- Conservation status: Data Deficient (IUCN 3.1)

Scientific classification
- Kingdom: Animalia
- Phylum: Chordata
- Class: Actinopterygii
- Division: Teleostei
- Order: Acanthuriformes
- Family: Haemulidae
- Genus: Haemulon
- Species: H. album
- Binomial name: Haemulon album Cuvier, 1830

= Haemulon album =

- Genus: Haemulon
- Species: album
- Authority: Cuvier, 1830
- Conservation status: DD

Species of fish

Haemulon album, the white margate, grey grunt, grunt, Margaret fish, Margaret grunt, margate, margate fish, ronco blanco, viuda, white grunt, white pogret, or yellow grunt is a species of ray-finned fish, a large grunt belonging to the family Haemulidae. It is native to the western Atlantic Ocean.

==Taxonomy==
H. album was first formally described in 1830 by French anatomist Georges Cuvier (1769–1832), with the type locality given as St Thomas, Virgin Islands.

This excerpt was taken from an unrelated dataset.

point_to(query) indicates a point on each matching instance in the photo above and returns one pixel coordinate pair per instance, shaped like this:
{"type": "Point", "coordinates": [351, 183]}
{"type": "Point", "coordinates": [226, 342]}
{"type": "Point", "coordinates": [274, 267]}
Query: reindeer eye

The specific name album means "white" refers to the mainly white colour.
==Distribution==
H. album is found in the western Atlantic Ocean. The northern limit of its range is in Bermuda and eastern Florida, through the Bahamas, the Gulf of Mexico, and the Caribbean Sea. It is found along the coast of Central America from Quintana Roo to islands and cays off Nicaragua. This species has also been confirmed in the waters around the Brazilian oceanic islands of Fernando de Noronha and Atol das Rocas, although it is absent from the mainland Brazilian coast.
==Description==

At Cozumel, Mexico

H. album has a high-backed, deep, oblong, compressed body with a blunt snout and small eyes. The mouth is not very large and the lips are not fleshy. They have teeth on the pharynx and serrated gill covers. The rows of scales situated just underneath the lateral line are angled. It has a continuous dorsal fin, with only a slight notch between the spiny and soft-rayed parts. The dorsal fin contains 12 spines and 15-17 soft rays, while the anal fin contains 3 spines and 7-8 soft rays. This species attains a maximum total length of 70 cm, although 50 cm is more typical.

The white margate varies in colour from greyish silver to light olive green, although this colour is usually restricted to the back. The scales on the upper part of the body have dark spots. The soft-rayed part of the dorsal fin and the caudal fin are dark grey, while the other fins are pale. An indistinct dark blotch may occur on the gill covers. The lips and shout have a yellow hue and the inside of the mouth is orange. They have a white iris too. The juveniles have a bluish colour marked with dark stripes ventrally. Subadults may also have some blackish colouration on their backs between the base of the dorsal fin and the tail.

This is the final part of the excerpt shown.